The dataset is available from: https://www.kaggle.com/c/bosch-production-line-performance/data

Copy train_numeric.csv into xgboost/demo/data.

The subset parameter changes the proportion of rows loaded from the CSV file. Processing the entire dataset can take a long time and requires about 8GB of device memory. It is initially set to 0.4, using about 2650/3380MB on a GTX 970. Lower the parameter if your device runs out of memory.

subset = 0.4

Parameters are set as usual except that we set silent to 0 to see how much memory is being allocated on the GPU and we change 'updater' to 'grow_gpu' to activate the GPU plugin.

param['silent'] = 0
param['updater'] = 'grow_gpu'

We use the sklearn cross validation function instead of the xgboost cv function as the xgboost cv will try to fit all folds in GPU memory at the same time.

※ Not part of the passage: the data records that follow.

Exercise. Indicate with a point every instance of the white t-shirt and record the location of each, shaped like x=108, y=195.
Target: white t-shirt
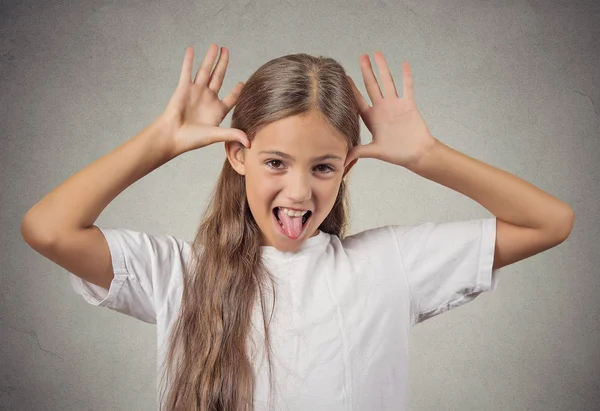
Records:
x=344, y=309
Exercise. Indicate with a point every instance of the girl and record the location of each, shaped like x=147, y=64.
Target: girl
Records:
x=271, y=306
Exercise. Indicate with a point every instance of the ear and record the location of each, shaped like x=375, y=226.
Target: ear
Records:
x=236, y=154
x=348, y=167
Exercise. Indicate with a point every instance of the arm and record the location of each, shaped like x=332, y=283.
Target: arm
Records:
x=60, y=226
x=529, y=220
x=77, y=202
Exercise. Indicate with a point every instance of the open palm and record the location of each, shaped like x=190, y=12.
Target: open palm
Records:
x=400, y=135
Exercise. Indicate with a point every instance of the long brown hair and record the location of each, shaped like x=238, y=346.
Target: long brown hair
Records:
x=207, y=366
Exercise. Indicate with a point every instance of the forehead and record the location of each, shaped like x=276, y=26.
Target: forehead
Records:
x=306, y=133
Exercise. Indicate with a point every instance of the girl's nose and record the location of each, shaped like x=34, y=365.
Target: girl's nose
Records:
x=298, y=188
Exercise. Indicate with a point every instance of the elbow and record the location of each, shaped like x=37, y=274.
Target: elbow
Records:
x=565, y=225
x=35, y=237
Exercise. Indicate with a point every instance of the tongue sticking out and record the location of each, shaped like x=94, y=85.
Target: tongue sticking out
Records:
x=292, y=226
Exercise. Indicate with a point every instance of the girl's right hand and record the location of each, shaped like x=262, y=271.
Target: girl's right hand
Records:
x=195, y=111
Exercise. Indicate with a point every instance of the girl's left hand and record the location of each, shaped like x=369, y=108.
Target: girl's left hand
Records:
x=400, y=135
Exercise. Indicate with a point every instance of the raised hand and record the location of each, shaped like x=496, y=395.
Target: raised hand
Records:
x=400, y=135
x=194, y=111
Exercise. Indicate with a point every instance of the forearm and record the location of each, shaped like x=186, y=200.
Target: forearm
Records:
x=505, y=195
x=79, y=200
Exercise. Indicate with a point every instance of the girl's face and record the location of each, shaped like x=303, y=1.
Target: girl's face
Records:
x=293, y=171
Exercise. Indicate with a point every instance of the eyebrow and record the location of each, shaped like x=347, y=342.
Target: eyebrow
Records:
x=287, y=156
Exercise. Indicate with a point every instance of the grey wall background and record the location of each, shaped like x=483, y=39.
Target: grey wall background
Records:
x=512, y=83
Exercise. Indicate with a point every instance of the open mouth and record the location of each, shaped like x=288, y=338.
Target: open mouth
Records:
x=290, y=227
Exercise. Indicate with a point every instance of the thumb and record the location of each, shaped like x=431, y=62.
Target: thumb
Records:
x=361, y=151
x=221, y=134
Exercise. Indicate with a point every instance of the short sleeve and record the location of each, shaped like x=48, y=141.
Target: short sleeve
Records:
x=447, y=264
x=146, y=269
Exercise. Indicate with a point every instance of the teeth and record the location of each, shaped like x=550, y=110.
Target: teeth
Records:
x=293, y=213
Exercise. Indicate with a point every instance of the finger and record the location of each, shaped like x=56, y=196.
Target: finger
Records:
x=361, y=151
x=363, y=105
x=385, y=75
x=203, y=73
x=220, y=134
x=369, y=79
x=216, y=78
x=231, y=99
x=407, y=81
x=186, y=68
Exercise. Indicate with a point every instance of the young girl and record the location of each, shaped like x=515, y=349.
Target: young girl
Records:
x=271, y=306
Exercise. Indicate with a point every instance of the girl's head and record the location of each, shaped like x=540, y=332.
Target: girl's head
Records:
x=301, y=117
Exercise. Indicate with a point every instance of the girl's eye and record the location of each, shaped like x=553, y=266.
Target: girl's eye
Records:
x=321, y=168
x=325, y=169
x=273, y=163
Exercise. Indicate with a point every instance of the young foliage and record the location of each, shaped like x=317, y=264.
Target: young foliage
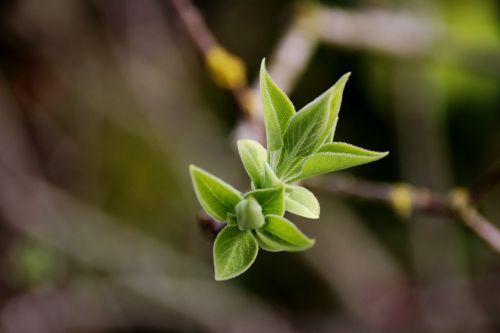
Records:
x=277, y=110
x=279, y=234
x=301, y=201
x=234, y=252
x=217, y=198
x=299, y=145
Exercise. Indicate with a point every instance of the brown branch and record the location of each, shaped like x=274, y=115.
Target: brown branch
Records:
x=404, y=198
x=227, y=70
x=486, y=183
x=457, y=202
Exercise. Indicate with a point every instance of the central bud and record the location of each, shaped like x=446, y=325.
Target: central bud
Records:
x=249, y=214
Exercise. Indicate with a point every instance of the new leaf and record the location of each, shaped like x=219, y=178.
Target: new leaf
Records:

Using the sklearn cv we can run each fold separately to fit a very large dataset onto the GPU.

Also note the line:

del bst

This hints to the python garbage collection that it should delete the booster for the current fold before beginning the next. Without this line python may keep 'bst' from the previous fold in memory, using up precious GPU memory.

You can change the updater parameter to run the equivalent algorithm for the CPU:

param['updater'] = 'grow_colmaker'

Expect some minor variations in accuracy between the two versions.